Thellesen Line, Bergholt Thomas, Hedegaard Morten, Colov Nina Palmgren, Christensen Karl Bang, Andersen Kristine Sylvan, Sorensen Jette Led
Department of Obstetrics, The Juliane Marie Centre for Children, Women and Reproduction, Rigshospitalet, University of Copenhagen, Blegdamsvej 9, DK-2100, Copenhagen, Denmark.
Section of Biostatistics, Department of Public Health, University of Copenhagen, Oester Farimagsgade 5, Building 15.2.12, DK-1014, Copenhagen, Denmark.
BMC Med Educ. 2017 May 18;17(1):88. doi: 10.1186/s12909-017-0915-2.
To reduce the incidence of hypoxic brain injuries among newborns a national cardiotocography (CTG) education program was implemented in Denmark. A multiple-choice question test was integrated as part of the program. The aim of this article was to describe and discuss the test development process and to introduce a feasible method for written test development in general.
The test development was based on the unitary approach to validity. The process involved national consensus on learning objectives, standardized item writing, pilot testing, sensitivity analyses, standard setting and evaluation of psychometric properties using Item Response Theory models. Test responses and feedback from midwives, specialists and residents in obstetrics and gynecology, and medical and midwifery students were used in the process (proofreaders n = 6, pilot test participants n = 118, CTG course participants n = 1679).

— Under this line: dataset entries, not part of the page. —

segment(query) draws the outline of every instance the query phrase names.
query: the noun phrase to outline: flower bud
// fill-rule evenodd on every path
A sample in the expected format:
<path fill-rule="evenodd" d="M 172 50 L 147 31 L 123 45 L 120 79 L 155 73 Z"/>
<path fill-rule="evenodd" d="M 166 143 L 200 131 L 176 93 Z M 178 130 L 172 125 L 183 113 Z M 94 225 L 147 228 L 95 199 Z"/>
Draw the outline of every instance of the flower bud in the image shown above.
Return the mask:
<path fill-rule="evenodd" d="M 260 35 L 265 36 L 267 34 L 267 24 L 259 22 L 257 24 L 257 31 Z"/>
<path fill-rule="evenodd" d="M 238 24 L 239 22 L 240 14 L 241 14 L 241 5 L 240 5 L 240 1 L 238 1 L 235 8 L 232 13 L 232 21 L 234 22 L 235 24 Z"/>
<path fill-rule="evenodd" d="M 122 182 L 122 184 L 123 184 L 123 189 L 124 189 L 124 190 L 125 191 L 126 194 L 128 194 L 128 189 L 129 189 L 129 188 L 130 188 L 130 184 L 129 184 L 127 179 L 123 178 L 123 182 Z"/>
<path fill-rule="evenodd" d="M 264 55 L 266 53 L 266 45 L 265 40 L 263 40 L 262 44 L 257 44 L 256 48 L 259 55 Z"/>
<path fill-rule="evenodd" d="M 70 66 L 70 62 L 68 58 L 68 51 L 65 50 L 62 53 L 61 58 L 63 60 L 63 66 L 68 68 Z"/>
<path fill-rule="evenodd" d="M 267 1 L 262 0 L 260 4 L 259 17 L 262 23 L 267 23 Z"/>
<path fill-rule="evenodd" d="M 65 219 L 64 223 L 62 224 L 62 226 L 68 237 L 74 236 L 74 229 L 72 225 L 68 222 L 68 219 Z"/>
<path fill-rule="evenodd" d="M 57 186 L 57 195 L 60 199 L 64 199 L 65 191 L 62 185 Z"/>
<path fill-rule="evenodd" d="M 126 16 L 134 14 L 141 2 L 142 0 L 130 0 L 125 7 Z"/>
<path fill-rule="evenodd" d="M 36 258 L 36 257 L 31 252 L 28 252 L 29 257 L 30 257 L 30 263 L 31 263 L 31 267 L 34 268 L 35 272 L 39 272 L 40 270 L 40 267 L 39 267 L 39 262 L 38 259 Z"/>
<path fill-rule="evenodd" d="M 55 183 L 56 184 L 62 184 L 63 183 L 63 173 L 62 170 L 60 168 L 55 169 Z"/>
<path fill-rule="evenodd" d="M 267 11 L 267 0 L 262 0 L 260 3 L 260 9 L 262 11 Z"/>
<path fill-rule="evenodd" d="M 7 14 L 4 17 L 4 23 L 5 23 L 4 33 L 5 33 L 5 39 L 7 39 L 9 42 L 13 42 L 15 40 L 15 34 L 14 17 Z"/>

The final test included 30 items and the passing score was established at 25 correct answers. All items fitted a loglinear Rasch model and the test was able to discriminate levels of competence. Seven items revealed differential item functioning in relation to profession and geographical regions, which means the test is not suitable for measuring differences between midwives and physicians or differences across regions. In the setting of pilot testing Cronbach's alpha equaled 0.79, whereas Cronbach's alpha equaled 0.63 in the setting of the CTG education program. This indicates a need for more items and items with a higher degree of difficulty in the test, and illuminates the importance of context when discussing validity.

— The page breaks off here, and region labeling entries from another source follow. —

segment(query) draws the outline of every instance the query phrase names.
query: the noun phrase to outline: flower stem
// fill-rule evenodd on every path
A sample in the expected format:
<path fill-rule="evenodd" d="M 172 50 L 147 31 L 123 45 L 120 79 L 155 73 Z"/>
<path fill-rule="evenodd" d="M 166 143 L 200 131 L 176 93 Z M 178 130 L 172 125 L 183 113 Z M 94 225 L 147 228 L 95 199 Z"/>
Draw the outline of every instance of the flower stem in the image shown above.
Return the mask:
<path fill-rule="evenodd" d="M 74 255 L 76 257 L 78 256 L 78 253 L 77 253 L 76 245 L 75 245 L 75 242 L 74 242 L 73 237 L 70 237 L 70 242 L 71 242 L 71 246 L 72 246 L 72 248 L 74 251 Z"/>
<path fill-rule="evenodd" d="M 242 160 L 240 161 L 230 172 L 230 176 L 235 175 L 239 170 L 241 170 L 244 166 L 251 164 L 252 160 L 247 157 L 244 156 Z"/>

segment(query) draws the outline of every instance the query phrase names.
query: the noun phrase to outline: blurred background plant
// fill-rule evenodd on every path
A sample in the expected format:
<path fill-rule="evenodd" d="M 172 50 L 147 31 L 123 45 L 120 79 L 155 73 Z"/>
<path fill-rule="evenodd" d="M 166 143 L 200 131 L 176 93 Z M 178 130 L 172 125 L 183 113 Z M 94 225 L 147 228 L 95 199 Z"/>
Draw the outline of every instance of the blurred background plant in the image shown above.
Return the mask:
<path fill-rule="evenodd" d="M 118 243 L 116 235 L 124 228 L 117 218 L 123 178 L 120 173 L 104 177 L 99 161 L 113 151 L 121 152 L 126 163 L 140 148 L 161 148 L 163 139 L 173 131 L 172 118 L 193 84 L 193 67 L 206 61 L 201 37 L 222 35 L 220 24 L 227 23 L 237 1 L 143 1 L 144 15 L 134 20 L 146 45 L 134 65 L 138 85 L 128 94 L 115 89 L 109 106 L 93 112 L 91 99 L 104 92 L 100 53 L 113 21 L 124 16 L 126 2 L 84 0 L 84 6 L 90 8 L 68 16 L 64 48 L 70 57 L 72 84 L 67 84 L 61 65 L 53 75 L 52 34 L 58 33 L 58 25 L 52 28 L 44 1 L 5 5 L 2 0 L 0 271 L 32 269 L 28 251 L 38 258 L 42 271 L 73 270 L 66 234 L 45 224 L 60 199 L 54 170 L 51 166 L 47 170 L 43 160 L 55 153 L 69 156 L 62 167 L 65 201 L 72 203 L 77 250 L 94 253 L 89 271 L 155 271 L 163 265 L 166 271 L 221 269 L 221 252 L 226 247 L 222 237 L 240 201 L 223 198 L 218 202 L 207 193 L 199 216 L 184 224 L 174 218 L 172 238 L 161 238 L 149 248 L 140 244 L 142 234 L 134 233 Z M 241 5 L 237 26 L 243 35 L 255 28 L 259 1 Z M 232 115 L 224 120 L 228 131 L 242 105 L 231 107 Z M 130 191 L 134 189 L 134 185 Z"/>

Test development is a complex and time-consuming process. The unitary approach to validity was a useful and applicable tool for development of a CTG written assessment. The process and findings supported our proposed interpretation of the assessment as measuring CTG knowledge and interpretive skills. However, for the test to function as a high-stake assessment a higher reliability is required.
为降低新生儿缺氧性脑损伤的发生率,丹麦实施了一项全国性的胎心监护(CTG)教育计划。该计划中纳入了多项选择题测试。本文旨在描述和讨论测试开发过程,并总体介绍一种可行的书面测试开发方法。
测试开发基于效度的单一方法。该过程包括就学习目标达成全国共识、标准化试题编写、预测试、敏感性分析、标准设定以及使用项目反应理论模型评估心理测量特性。在此过程中使用了助产士、妇产科专家和住院医师以及医学和助产专业学生的测试回答及反馈(校对人员n = 6,预测试参与者n = 118,CTG课程参与者n = 1679)。
最终测试包括30道题目,及格分数设定为25道正确答案。所有题目均符合对数线性Rasch模型,该测试能够区分能力水平。7道题目在职业和地理区域方面显示出项目功能差异,这意味着该测试不适用于衡量助产士和医生之间的差异或不同地区之间的差异。在预测试环境中,Cronbach's α等于0.79,而在CTG教育计划环境中,Cronbach's α等于0.63。这表明测试需要更多题目以及难度更高的题目,并凸显了在讨论效度时背景的重要性。
测试开发是一个复杂且耗时的过程。效度的单一方法是开发CTG书面评估的有用且适用的工具。该过程和结果支持了我们对该评估的提议解释,即评估CTG知识和解释技能。然而,要使该测试作为高风险评估发挥作用,则需要更高的可靠性。